Is that realistic? Doing it in-house—is that even possible, given how much is exported to the U.S.? There's a reason for that—the markets adjust themselves.

*"There’s nothing else that’s realistic. Trump has declared it, and I believe this will become a bipartisan position in the years to come, regardless of who succeeds Donald Trump. We must learn to live in a world where we can no longer export deflationary forces to the United States.

I’m all for increasing trade and selling more, but we have to buy more—not just from the United States. The idea that, for instance, Germany can continue to piggyback on other nations' demand to maintain an industrial model that suppresses the living standards of its own middle and working classes in order to export massive quantities of goods without importing equivalent amounts from its trading partners—that is a sure way to become dependent on capricious leaders like Donald Trump."*

Yanis, let's focus on Greece. You're Greece's former Finance Minister, and Greece is within the EU bloc, meaning it will negotiate alongside the EU. You've historically said that the euro is like Hotel California—a place you can check out of, but never actually leave. Greece is now bound to whatever the EU decides. What does this Liberation Day mean for Greece?

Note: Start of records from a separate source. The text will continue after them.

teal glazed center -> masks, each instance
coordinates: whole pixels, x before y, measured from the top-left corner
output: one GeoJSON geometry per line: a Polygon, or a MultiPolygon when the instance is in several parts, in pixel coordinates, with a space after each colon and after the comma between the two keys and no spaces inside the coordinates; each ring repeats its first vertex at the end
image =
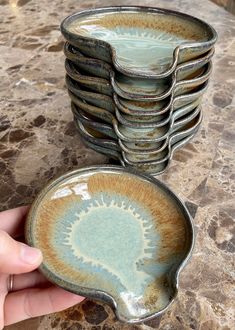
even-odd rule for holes
{"type": "Polygon", "coordinates": [[[149,269],[149,276],[141,266],[157,255],[160,238],[152,224],[150,214],[128,197],[98,193],[90,200],[68,205],[54,227],[53,245],[78,271],[86,263],[99,276],[116,277],[119,292],[132,291],[139,296],[152,276],[162,275],[167,267],[158,265],[152,274],[149,269]]]}
{"type": "Polygon", "coordinates": [[[172,61],[175,47],[186,40],[173,33],[138,28],[89,30],[90,36],[109,42],[116,50],[120,64],[127,68],[165,68],[172,61]],[[148,50],[146,53],[146,49],[148,50]],[[146,56],[148,60],[146,60],[146,56]],[[133,63],[135,58],[135,63],[133,63]]]}
{"type": "Polygon", "coordinates": [[[117,273],[123,273],[126,267],[132,266],[141,253],[143,237],[140,223],[131,211],[115,206],[107,208],[104,204],[99,208],[91,207],[77,216],[70,236],[75,255],[103,262],[117,273]],[[132,237],[135,237],[134,244],[132,237]],[[127,254],[130,247],[132,249],[127,254]]]}
{"type": "Polygon", "coordinates": [[[110,11],[75,18],[72,33],[106,41],[127,69],[166,69],[178,45],[207,39],[200,24],[175,15],[145,11],[110,11]]]}
{"type": "Polygon", "coordinates": [[[33,205],[27,233],[52,282],[111,303],[120,320],[135,322],[172,300],[187,228],[163,189],[122,171],[75,171],[55,181],[33,205]]]}

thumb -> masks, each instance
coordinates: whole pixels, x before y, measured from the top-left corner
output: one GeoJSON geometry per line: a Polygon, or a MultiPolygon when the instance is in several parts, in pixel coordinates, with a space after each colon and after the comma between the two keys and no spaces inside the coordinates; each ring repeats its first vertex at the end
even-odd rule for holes
{"type": "Polygon", "coordinates": [[[15,241],[0,230],[0,273],[27,273],[37,268],[41,262],[40,250],[15,241]]]}

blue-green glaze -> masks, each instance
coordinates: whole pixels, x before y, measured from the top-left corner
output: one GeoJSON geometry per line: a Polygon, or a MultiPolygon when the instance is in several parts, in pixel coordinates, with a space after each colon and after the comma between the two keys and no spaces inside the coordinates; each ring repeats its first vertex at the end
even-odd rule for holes
{"type": "Polygon", "coordinates": [[[129,152],[127,148],[123,147],[123,143],[121,143],[120,140],[115,142],[105,136],[97,137],[93,132],[89,132],[86,125],[83,125],[83,123],[78,119],[75,120],[75,124],[83,140],[89,141],[97,146],[117,151],[120,153],[120,158],[122,158],[126,164],[135,166],[140,163],[151,163],[155,165],[171,158],[173,146],[188,136],[195,134],[195,132],[198,130],[200,120],[200,118],[196,120],[192,119],[190,125],[184,125],[181,128],[176,126],[176,129],[169,135],[169,138],[166,140],[167,143],[165,143],[164,146],[161,146],[158,150],[151,152],[146,150],[144,152],[143,150],[139,150],[139,152],[129,152]]]}
{"type": "Polygon", "coordinates": [[[199,99],[207,90],[208,81],[203,83],[195,91],[174,96],[171,95],[162,101],[132,101],[113,95],[116,107],[123,113],[136,116],[158,116],[163,115],[168,111],[174,111],[177,108],[184,107],[191,102],[199,99]]]}
{"type": "Polygon", "coordinates": [[[111,166],[50,183],[33,203],[25,233],[42,250],[40,269],[49,280],[110,303],[130,323],[174,300],[194,241],[190,216],[172,192],[111,166]]]}
{"type": "MultiPolygon", "coordinates": [[[[200,64],[201,65],[201,64],[200,64]]],[[[204,64],[197,75],[191,79],[177,81],[172,79],[149,80],[144,78],[131,78],[123,74],[111,74],[110,80],[87,76],[79,72],[78,67],[71,60],[66,59],[65,69],[67,74],[94,92],[112,95],[114,92],[122,98],[139,101],[161,101],[173,95],[183,95],[193,92],[195,88],[205,83],[211,74],[212,64],[204,64]]]]}
{"type": "Polygon", "coordinates": [[[211,49],[216,32],[186,14],[147,7],[96,8],[67,17],[65,39],[129,76],[163,78],[211,49]],[[148,52],[146,53],[146,49],[148,52]]]}
{"type": "Polygon", "coordinates": [[[185,146],[187,143],[189,143],[196,133],[198,132],[200,123],[202,121],[202,114],[200,113],[198,115],[198,118],[196,120],[197,124],[195,124],[194,127],[190,128],[189,130],[185,129],[185,131],[180,131],[178,134],[175,134],[172,136],[172,147],[171,147],[171,153],[170,157],[167,157],[166,159],[163,159],[162,161],[154,161],[154,162],[147,162],[147,163],[135,163],[131,164],[130,162],[126,162],[125,159],[123,159],[122,154],[114,151],[112,149],[109,149],[107,147],[103,147],[100,144],[95,144],[87,139],[82,138],[83,142],[87,147],[95,150],[96,152],[100,152],[110,158],[113,158],[115,160],[118,160],[120,164],[124,167],[131,168],[134,170],[139,170],[142,173],[151,174],[153,176],[160,175],[164,173],[167,168],[170,166],[171,159],[177,151],[177,149],[185,146]],[[191,131],[191,134],[188,134],[187,131],[191,131]]]}
{"type": "MultiPolygon", "coordinates": [[[[159,142],[167,138],[169,133],[171,132],[171,129],[175,125],[176,119],[178,120],[180,117],[181,110],[178,110],[170,118],[170,121],[167,122],[164,126],[156,126],[156,127],[150,127],[150,128],[145,128],[145,127],[127,127],[123,124],[120,124],[116,117],[101,108],[91,106],[85,102],[83,102],[81,99],[79,99],[77,96],[69,92],[70,98],[72,102],[78,107],[78,109],[82,109],[89,115],[91,115],[93,118],[97,118],[100,121],[103,121],[104,123],[111,124],[113,126],[113,130],[118,136],[123,141],[126,142],[159,142]]],[[[199,106],[196,108],[195,111],[192,112],[192,116],[195,116],[195,114],[199,111],[199,106]]],[[[184,112],[182,113],[184,114],[184,112]]],[[[187,121],[190,122],[192,119],[192,116],[187,116],[185,119],[185,123],[187,121]]],[[[194,118],[194,117],[193,117],[194,118]]],[[[180,126],[181,121],[179,120],[179,126],[180,126]]]]}

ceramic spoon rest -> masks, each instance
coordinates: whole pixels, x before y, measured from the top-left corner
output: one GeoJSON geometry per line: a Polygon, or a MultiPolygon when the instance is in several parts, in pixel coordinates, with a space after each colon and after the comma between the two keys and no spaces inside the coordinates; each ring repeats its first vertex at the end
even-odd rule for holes
{"type": "Polygon", "coordinates": [[[67,17],[61,32],[86,56],[149,79],[169,76],[178,63],[206,53],[217,38],[210,25],[195,17],[149,7],[83,11],[67,17]]]}
{"type": "Polygon", "coordinates": [[[81,72],[77,66],[71,62],[70,60],[65,60],[65,70],[67,74],[76,80],[78,83],[82,84],[83,86],[89,88],[91,91],[102,93],[105,95],[112,95],[114,92],[119,96],[127,100],[135,100],[135,101],[161,101],[171,94],[174,95],[174,97],[178,95],[183,95],[186,93],[189,93],[191,91],[194,91],[195,88],[198,86],[201,86],[204,82],[208,81],[209,76],[211,74],[212,65],[211,62],[208,63],[208,65],[203,68],[203,73],[199,75],[199,77],[192,78],[189,80],[182,80],[174,83],[171,88],[169,88],[166,92],[163,91],[164,87],[159,87],[162,91],[160,94],[153,93],[146,93],[146,90],[151,89],[152,84],[150,80],[147,80],[147,83],[143,84],[143,81],[135,81],[134,78],[125,78],[124,81],[122,81],[122,88],[120,89],[118,85],[111,85],[108,80],[103,78],[97,78],[93,76],[88,76],[86,73],[81,72]],[[134,86],[133,86],[134,84],[134,86]],[[129,87],[128,87],[129,85],[129,87]],[[134,93],[133,91],[139,89],[139,91],[144,91],[144,94],[138,94],[134,93]],[[127,92],[124,91],[125,88],[129,88],[131,91],[127,92]]]}
{"type": "Polygon", "coordinates": [[[160,181],[121,167],[75,170],[33,203],[26,239],[55,284],[141,322],[175,299],[194,243],[184,204],[160,181]]]}
{"type": "Polygon", "coordinates": [[[137,117],[141,118],[139,119],[140,122],[142,122],[142,118],[148,122],[158,122],[161,120],[161,116],[166,115],[168,112],[177,110],[178,108],[199,100],[207,90],[208,82],[199,86],[193,93],[187,93],[176,97],[172,95],[172,97],[167,98],[165,101],[156,102],[134,102],[120,98],[115,93],[113,94],[113,98],[98,92],[95,93],[68,75],[66,75],[66,85],[73,94],[86,101],[88,104],[95,105],[112,113],[115,113],[115,108],[117,108],[119,112],[131,116],[133,119],[137,117]]]}
{"type": "MultiPolygon", "coordinates": [[[[83,111],[103,120],[106,123],[110,123],[113,126],[113,129],[116,135],[123,141],[127,142],[159,142],[166,138],[170,132],[173,125],[175,125],[175,120],[178,119],[180,109],[171,116],[171,120],[164,126],[153,127],[153,128],[135,128],[135,127],[126,127],[120,124],[115,116],[98,107],[90,106],[84,103],[81,99],[76,97],[74,94],[69,92],[69,96],[72,102],[78,106],[78,108],[83,111]]],[[[188,120],[191,120],[190,116],[187,116],[188,120]]],[[[186,118],[186,121],[187,121],[186,118]]]]}
{"type": "MultiPolygon", "coordinates": [[[[200,114],[198,117],[199,125],[201,123],[201,118],[202,118],[202,114],[200,114]]],[[[84,139],[82,136],[81,136],[81,138],[82,138],[84,144],[87,145],[87,147],[95,150],[96,152],[100,152],[112,159],[118,160],[122,166],[127,167],[127,168],[132,168],[135,170],[139,170],[142,173],[148,173],[148,174],[151,174],[154,176],[154,175],[160,175],[167,170],[175,151],[177,151],[177,149],[179,149],[179,148],[183,147],[184,145],[186,145],[187,143],[189,143],[191,141],[191,139],[194,138],[195,134],[198,131],[199,125],[197,127],[195,125],[195,130],[192,135],[182,138],[179,141],[177,141],[174,145],[172,145],[171,155],[168,159],[163,160],[162,162],[153,162],[153,163],[146,163],[146,164],[135,164],[135,165],[127,164],[127,163],[125,163],[124,159],[122,158],[122,155],[120,152],[117,152],[116,150],[113,150],[113,149],[105,148],[101,145],[94,144],[94,143],[88,141],[87,139],[84,139]]]]}
{"type": "MultiPolygon", "coordinates": [[[[93,135],[95,138],[99,138],[99,143],[102,144],[102,139],[108,139],[112,141],[117,141],[120,145],[121,149],[128,154],[133,155],[139,155],[140,153],[142,155],[154,155],[158,152],[161,152],[164,150],[169,142],[169,138],[172,136],[172,134],[181,137],[186,137],[188,135],[191,135],[194,133],[195,127],[198,126],[198,121],[192,118],[192,120],[187,119],[188,123],[185,123],[185,120],[183,119],[180,121],[182,126],[177,125],[176,123],[176,129],[173,130],[173,133],[168,134],[167,137],[159,142],[126,142],[122,141],[120,138],[117,137],[116,133],[113,131],[113,128],[110,125],[103,124],[100,122],[95,121],[95,118],[91,118],[90,115],[86,114],[82,109],[79,109],[75,104],[72,103],[72,110],[74,113],[74,120],[75,123],[78,120],[81,122],[86,129],[89,131],[90,134],[93,135]]],[[[198,113],[199,109],[196,109],[192,117],[194,117],[198,113]]],[[[200,112],[201,113],[201,112],[200,112]]],[[[179,122],[178,122],[179,124],[179,122]]],[[[178,141],[178,139],[177,139],[178,141]]],[[[97,142],[97,144],[99,144],[97,142]]],[[[107,147],[107,145],[106,145],[107,147]]]]}
{"type": "MultiPolygon", "coordinates": [[[[194,113],[197,114],[198,112],[195,111],[194,113]]],[[[96,128],[91,128],[89,124],[83,120],[83,116],[80,114],[75,115],[74,120],[80,135],[82,135],[84,139],[100,145],[101,147],[109,148],[122,153],[123,159],[126,160],[126,163],[132,165],[132,163],[147,163],[148,161],[155,161],[168,157],[168,151],[170,151],[169,147],[171,148],[173,144],[188,137],[189,135],[194,134],[195,131],[198,130],[201,116],[199,118],[197,117],[198,116],[180,127],[176,125],[175,129],[172,129],[172,132],[163,141],[163,143],[158,147],[153,145],[152,150],[149,150],[148,148],[139,150],[130,149],[124,144],[124,142],[122,142],[122,140],[110,139],[106,134],[102,134],[96,128]]]]}
{"type": "Polygon", "coordinates": [[[127,99],[162,99],[168,96],[175,88],[179,92],[180,86],[187,83],[188,87],[195,87],[207,79],[211,72],[210,62],[214,49],[204,57],[179,65],[174,73],[165,79],[131,78],[113,71],[112,67],[96,59],[83,56],[77,49],[68,43],[65,44],[64,53],[78,69],[84,70],[89,75],[108,78],[113,90],[121,97],[127,99]],[[101,63],[100,63],[101,62],[101,63]],[[107,68],[108,66],[108,68],[107,68]],[[102,72],[101,70],[108,72],[102,72]]]}
{"type": "Polygon", "coordinates": [[[177,108],[188,105],[189,103],[203,96],[208,88],[208,81],[201,86],[196,87],[192,92],[170,97],[163,101],[131,101],[120,98],[117,94],[113,94],[113,100],[117,108],[128,115],[152,117],[165,114],[167,111],[173,111],[177,108]]]}
{"type": "MultiPolygon", "coordinates": [[[[85,139],[93,144],[99,145],[101,147],[105,147],[105,148],[109,148],[109,149],[118,151],[119,153],[121,153],[124,162],[128,165],[133,165],[133,166],[141,164],[141,163],[158,164],[158,163],[162,163],[162,162],[166,161],[168,158],[171,157],[172,146],[179,140],[178,136],[177,136],[177,135],[179,135],[179,133],[178,134],[173,133],[169,137],[168,143],[165,145],[165,147],[162,150],[157,151],[155,153],[149,153],[149,154],[147,154],[147,153],[143,154],[141,152],[139,154],[132,154],[132,153],[123,151],[118,142],[97,136],[96,132],[91,131],[89,128],[86,128],[82,124],[82,122],[80,122],[78,119],[75,120],[75,124],[76,124],[79,134],[82,136],[83,139],[85,139]]],[[[192,135],[192,133],[189,135],[192,135]]]]}
{"type": "MultiPolygon", "coordinates": [[[[169,81],[180,81],[195,78],[198,76],[198,72],[200,72],[200,69],[212,59],[214,52],[215,50],[213,47],[207,53],[201,55],[199,58],[178,65],[175,71],[173,71],[173,73],[169,77],[155,78],[150,80],[161,83],[164,82],[166,79],[169,79],[169,81]]],[[[78,66],[79,69],[84,70],[89,75],[96,76],[99,78],[105,78],[110,80],[111,82],[115,82],[115,74],[118,74],[121,77],[129,77],[125,74],[116,71],[112,65],[102,60],[85,56],[79,51],[78,48],[74,47],[69,42],[65,42],[64,44],[64,54],[67,59],[72,61],[78,66]]],[[[140,77],[137,79],[141,80],[140,77]]],[[[148,78],[142,79],[144,79],[145,81],[148,80],[148,78]]]]}
{"type": "Polygon", "coordinates": [[[140,80],[138,78],[123,78],[117,76],[115,83],[112,84],[115,93],[127,100],[150,100],[161,101],[168,97],[171,93],[174,96],[185,94],[195,89],[208,80],[211,71],[211,62],[205,67],[198,70],[198,76],[192,79],[185,79],[181,81],[174,80],[170,83],[166,81],[162,84],[152,82],[151,80],[140,80]]]}
{"type": "MultiPolygon", "coordinates": [[[[91,96],[90,92],[84,91],[80,88],[78,83],[73,81],[68,75],[66,75],[66,85],[68,87],[68,90],[71,91],[75,96],[78,97],[79,100],[86,101],[86,104],[83,104],[84,107],[90,108],[90,105],[97,104],[99,108],[103,110],[108,110],[115,114],[117,120],[128,127],[140,127],[140,128],[151,128],[151,127],[161,127],[166,125],[170,120],[172,116],[172,112],[177,113],[187,113],[190,110],[194,109],[197,105],[199,105],[201,98],[196,99],[195,101],[189,103],[188,105],[184,107],[180,107],[179,109],[174,109],[174,107],[171,107],[167,113],[164,113],[163,115],[158,116],[152,116],[152,117],[144,117],[144,116],[134,116],[134,115],[126,115],[121,113],[119,111],[118,107],[115,107],[115,105],[112,103],[109,103],[109,96],[104,96],[104,98],[100,98],[100,94],[94,93],[94,95],[97,95],[97,98],[95,96],[91,96]],[[106,98],[106,99],[105,99],[106,98]]],[[[83,102],[84,103],[84,102],[83,102]]],[[[89,112],[89,109],[87,110],[89,112]]],[[[92,109],[91,109],[92,111],[92,109]]],[[[95,113],[94,113],[95,114],[95,113]]]]}
{"type": "Polygon", "coordinates": [[[74,113],[75,124],[77,125],[78,123],[81,123],[85,127],[87,132],[89,132],[89,136],[83,136],[88,141],[100,146],[115,149],[116,151],[119,151],[119,147],[117,147],[117,145],[119,145],[120,149],[126,152],[126,154],[135,155],[137,157],[140,157],[140,155],[141,157],[151,157],[152,155],[155,156],[167,147],[170,140],[172,143],[175,143],[189,135],[194,134],[195,130],[198,129],[198,126],[201,122],[201,112],[200,117],[198,119],[197,117],[192,118],[197,115],[199,111],[199,109],[197,109],[191,115],[191,120],[187,119],[186,123],[184,119],[180,121],[181,126],[179,125],[179,122],[176,121],[175,129],[173,128],[172,133],[168,134],[164,140],[152,143],[131,143],[122,141],[121,139],[117,138],[110,126],[98,123],[94,121],[94,119],[89,118],[81,109],[78,109],[74,104],[72,104],[72,109],[74,113]],[[105,143],[103,143],[104,141],[105,143]]]}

*"It's not looking very good, I'm afraid. Greece will not be directly affected by Trump's tariffs because we don’t export much to the U.S., but Greece is utterly dependent on the German industrial model, which has shown very clear signs recently that it is failing.

The German industrial model is simply not able to compete with Chinese technologies, particularly in electric vehicles and green energy. The reality is that, in Germany and across Europe, we have not invested in the last 15 years. We’ve had zero actual productive net investment. Countries like Greece are essentially hoping for the best, while watching Ursula von der Leyen and the incoming German chancellor attempt to maintain business as usual—even though business can no longer continue as usual."*

And just as a final thought—how much do you think the Trump administration will stick to this? He has a history of saying one thing and doing another, which creates economic instability. Markets hate that. How likely is it that he will continue with what he declares later today?

*"I think we overestimate the unpredictability of Donald Trump. He floods the zone—this is a Steve Bannon strategy—to keep us guessing, but that’s part of his plan. It’s not that he’s changing his mind constantly; he wants us to think that.

My view is that these tariffs are here to stay. They are imposed on everyone—friend and foe—simultaneously. They are blanket tariffs, and they will effectively raise the average tariff rate in the U.S. from 2.5% to something closer to 20-25%. This is a massive increase.

Once they are in place, Trump will go to each country individually—Britain, France, Germany, Japan, Korea, China—keeping them separate, keeping them weak, and extracting different concessions from each.

From Japan, which holds $1.2 trillion in U.S. dollar savings, he will demand they trade those dollars for long-term American debt. From Germany, he will push for the relocation of entire production lines—from Volkswagen, BMW, BASF, and Siemens—to the United States.

This is his strategy. It’s a mistake to think that just because he is inarticulate, or for some politically unpalatable, that he doesn’t have a plan. He does have a plan. We don’t have a plan. It’s about time we got one.